VBA : save a file with UTF-8 without BOM
Solution 1:
In the best of all possible worlds the Related list would contain a reference to this question which I found as the first hit for "vbscript adodb.stream bom vbscript site:stackoverflow.com".
Based on the second strategy from boost's answer:
Option Explicit
Const adSaveCreateNotExist = 1
Const adSaveCreateOverWrite = 2
Const adTypeBinary = 1
Const adTypeText = 2
Dim objStreamUTF8 : Set objStreamUTF8 = CreateObject("ADODB.Stream")

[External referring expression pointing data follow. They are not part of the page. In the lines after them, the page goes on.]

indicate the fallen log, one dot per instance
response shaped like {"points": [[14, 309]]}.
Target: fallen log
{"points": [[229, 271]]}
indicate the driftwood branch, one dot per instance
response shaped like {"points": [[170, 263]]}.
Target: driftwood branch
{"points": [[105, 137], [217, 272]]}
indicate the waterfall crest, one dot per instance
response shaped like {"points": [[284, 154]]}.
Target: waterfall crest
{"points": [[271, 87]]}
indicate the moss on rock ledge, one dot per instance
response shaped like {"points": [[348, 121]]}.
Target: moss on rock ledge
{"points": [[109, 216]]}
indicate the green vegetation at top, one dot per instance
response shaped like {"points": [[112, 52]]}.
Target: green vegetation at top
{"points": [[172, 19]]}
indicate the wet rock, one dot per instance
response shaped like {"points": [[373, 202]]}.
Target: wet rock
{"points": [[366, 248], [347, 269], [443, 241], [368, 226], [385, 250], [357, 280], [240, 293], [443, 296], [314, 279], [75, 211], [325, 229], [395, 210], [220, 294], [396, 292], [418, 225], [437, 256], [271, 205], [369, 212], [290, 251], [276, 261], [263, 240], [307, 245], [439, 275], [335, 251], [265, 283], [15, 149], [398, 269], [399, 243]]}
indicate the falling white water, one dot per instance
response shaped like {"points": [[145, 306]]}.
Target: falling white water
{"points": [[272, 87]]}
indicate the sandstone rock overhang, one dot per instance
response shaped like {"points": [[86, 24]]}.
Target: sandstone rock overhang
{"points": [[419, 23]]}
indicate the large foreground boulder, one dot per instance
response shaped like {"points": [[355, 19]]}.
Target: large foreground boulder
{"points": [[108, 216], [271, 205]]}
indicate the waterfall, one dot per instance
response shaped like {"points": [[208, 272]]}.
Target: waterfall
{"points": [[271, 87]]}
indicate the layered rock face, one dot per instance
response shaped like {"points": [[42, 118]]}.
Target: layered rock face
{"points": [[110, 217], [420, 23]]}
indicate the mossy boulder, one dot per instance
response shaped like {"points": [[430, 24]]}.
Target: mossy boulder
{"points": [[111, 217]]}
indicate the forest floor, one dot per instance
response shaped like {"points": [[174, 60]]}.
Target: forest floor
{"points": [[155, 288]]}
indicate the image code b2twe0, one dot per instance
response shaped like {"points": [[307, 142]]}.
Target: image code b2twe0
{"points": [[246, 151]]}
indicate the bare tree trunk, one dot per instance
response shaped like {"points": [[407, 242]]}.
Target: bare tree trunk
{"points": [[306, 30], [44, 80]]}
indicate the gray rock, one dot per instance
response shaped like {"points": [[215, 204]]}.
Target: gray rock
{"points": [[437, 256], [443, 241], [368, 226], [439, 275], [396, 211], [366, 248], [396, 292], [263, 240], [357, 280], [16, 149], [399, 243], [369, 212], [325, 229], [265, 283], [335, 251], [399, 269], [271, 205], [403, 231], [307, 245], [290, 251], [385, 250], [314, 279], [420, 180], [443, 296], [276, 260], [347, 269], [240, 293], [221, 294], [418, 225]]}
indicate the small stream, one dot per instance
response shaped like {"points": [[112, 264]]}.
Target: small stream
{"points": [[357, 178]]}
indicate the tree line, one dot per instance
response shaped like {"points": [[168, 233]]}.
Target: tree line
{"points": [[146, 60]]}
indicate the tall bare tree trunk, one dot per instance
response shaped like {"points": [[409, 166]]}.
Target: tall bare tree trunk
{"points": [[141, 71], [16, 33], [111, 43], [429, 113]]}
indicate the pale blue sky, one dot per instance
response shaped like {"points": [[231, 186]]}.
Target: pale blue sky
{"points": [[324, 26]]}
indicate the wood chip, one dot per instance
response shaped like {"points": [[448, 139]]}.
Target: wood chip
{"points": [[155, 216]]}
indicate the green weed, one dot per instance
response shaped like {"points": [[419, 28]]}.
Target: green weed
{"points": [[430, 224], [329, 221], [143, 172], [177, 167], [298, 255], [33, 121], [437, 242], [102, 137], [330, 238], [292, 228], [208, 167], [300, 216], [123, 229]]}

Dim objStreamUTF8NoBOM : Set objStreamUTF8NoBOM = CreateObject("ADODB.Stream")
With objStreamUTF8
.Charset = "UTF-8"
.Open
.WriteText "aÃö"
.Position = 0
.SaveToFile "toto.php", adSaveCreateOverWrite
.Type = adTypeText
.Position = 3
End With
With objStreamUTF8NoBOM
.Type = adTypeBinary
.Open
objStreamUTF8.CopyTo objStreamUTF8NoBOM
.SaveToFile "toto-nobom.php", adSaveCreateOverWrite
End With
objStreamUTF8.Close
objStreamUTF8NoBOM.Close
Evidence:
chcp
Active code page: 65001
dir
...
15.07.2015 18:48 5 toto-nobom.php
15.07.2015 18:48 8 toto.php
type toto-nobom.php
aÃö
Solution 2:
I knew that the Scripting File System Object's stream inserted a Byte Order Mark, but I haven't seen that with the ADODB Stream.
Or at least, not yet: I rarely use the ADODB stream object...
But I do remember putting this remark into some code a few years ago:
' **** WHY THIS IS COMMENTED OUT **** **** **** **** **** **** **** ****
'
' Microsoft ODBC and OLEDB database drivers cannot read the field names from
' the header when a unicode byte order mark (&HFF & &HFE) is inserted at the
' start of the text by Scripting.FileSystemObject 'Write' methods. Trying to
' work around this by writing byte arrays will fail; FSO 'Write' detects the
' string encoding automatically, and won't let you hack around it by writing
' the header as UTF-8 (or 'Narrow' string) and appending the rest as unicode
'
' (Yes, I tried some revolting hacks to get around it: don't *ever* do that)
'
' **** **** **** **** **** **** **** **** **** **** **** **** **** **** ****
'
' With FSO.OpenTextFile(FilePath, ForWriting, True, TristateTrue)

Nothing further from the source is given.